Sandra Scofield has written a moving description of her life as a Catholic convert growing up in northwest Texas in the early '50s. Her experiences at the Academy of Mary Immaculate in Wichita Falls recall the year I spent there in 1953-54 before moving to the Catholic school across town. This is a world where girls align stones on the ground at recess to outline the rooms of an "abbey" (or "home," in my case) in which they play. Sandra is not the only young girl to have made an altar at home or to have knelt at a neighbor's house for the weekly Rosary and I was excited to revive these memories through her prose. If I'm not mistaken, the cover photo is of the local public swimming pool called "Sandy Beach," a concrete "beach" surrounded by a chain link fence. Perhaps this is a metaphor for her dying mother - a woman of great promise but few resources to adequately nurture either herself or her daughter. Fortunately, the Catholic schools valued academic achievement and provided Sandra with the only stable home she had, but only in the context of a religious ecstasy cultivated initially by her mother. Since I shared that alternate reality, perhaps it was not the exclusive purview of her and her mother, but rather a more general effect of Red River Valley Catholic culture of the '50s. The lack of nuturing and loss of her mother take their toll, and the maturing Sandra endures devastating humiliation. This memoir and her previous works attest to her survival, but this book ends long before these accomplishments. I would highly recommend this book based on the compelling nature of its elegantly simple and straightforward prose, but I wonder how much of my pleasure in reading this came from the memories evoked by Sandra's earlier experiences at AMI and in Wichita Falls.

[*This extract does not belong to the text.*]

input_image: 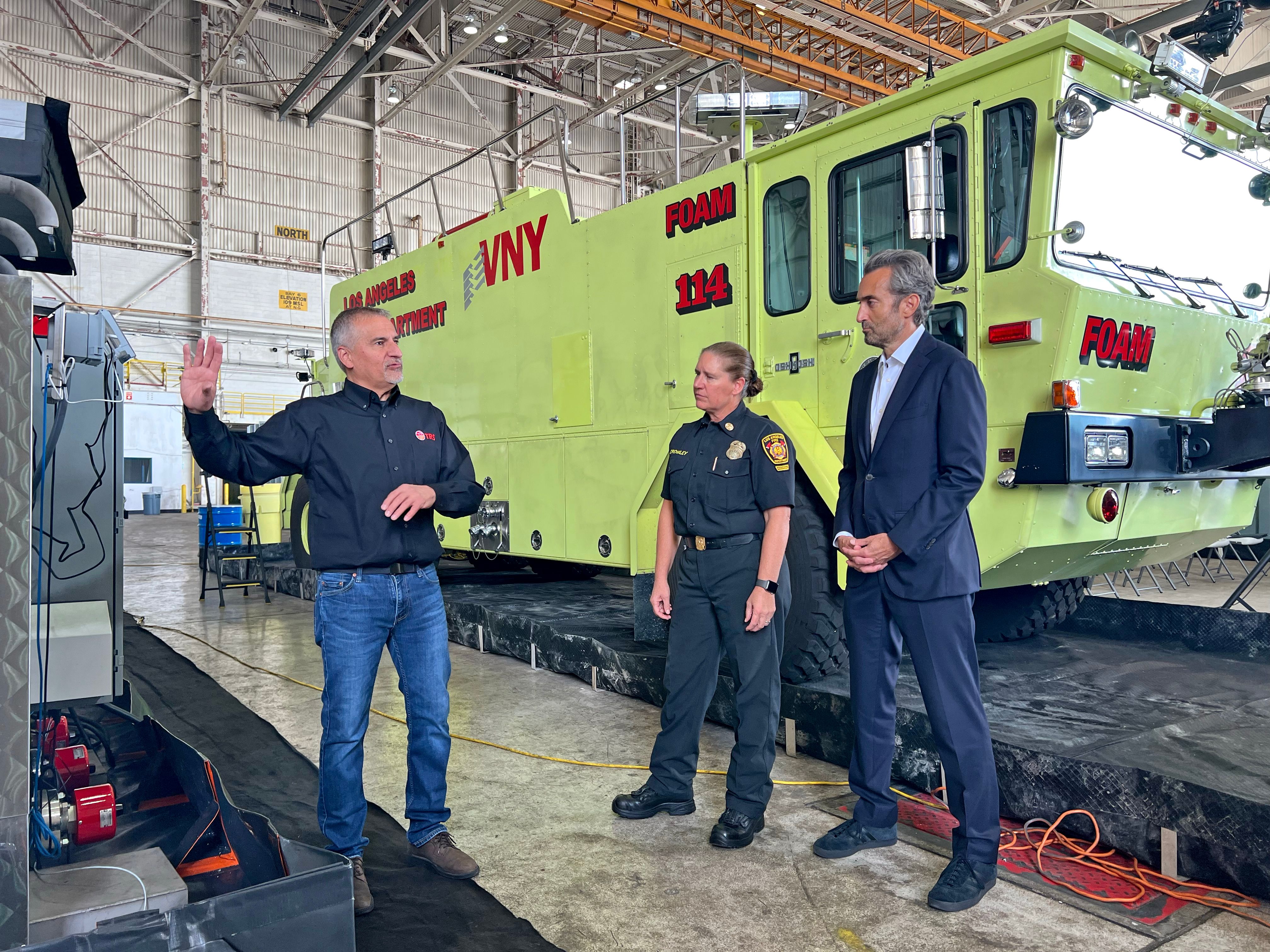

A rapturous memoir of difficult family love

This is a deeply personal story of a very bright girl growing up with a mother who would die young. The mother was sensitive, intelligent and exquisitely beautiful (beautiful enough to go to Hollywood, which she did indeed for a time); in the end though, she was also unable to escape from the constrictions of her working class life and a debilitating disease which took her when her daughter was seventeen. The growing girl also adored her grandmother, a more down to earth woman, who provided much needed stability, but the girl was caught between the two women who often quarreled. "I went from mother to grandmother as if I carried two passports" writes Sandra Scofield, but in the end it is from these two strong feminine forces pushing and pulling that the girl will form years later into a much acclaimed novelist and teacher.Sandra Scofield writes perceptively of the ways in which each person's individuality presses against those closest to them, how we press back, and how from these forces we eventually emerge in our own shape and way of being, claiming the memories of our journey and becoming our own force in the world. A beautiful book. The mother's fate is heartbreaking, the grandmother stalwart and though exasperating at times always faithful, and the memoir of them both unforgettable.Particularly recommended for women who loved their mothers but did not always have an easy time with them, and that includes many women I know for certain.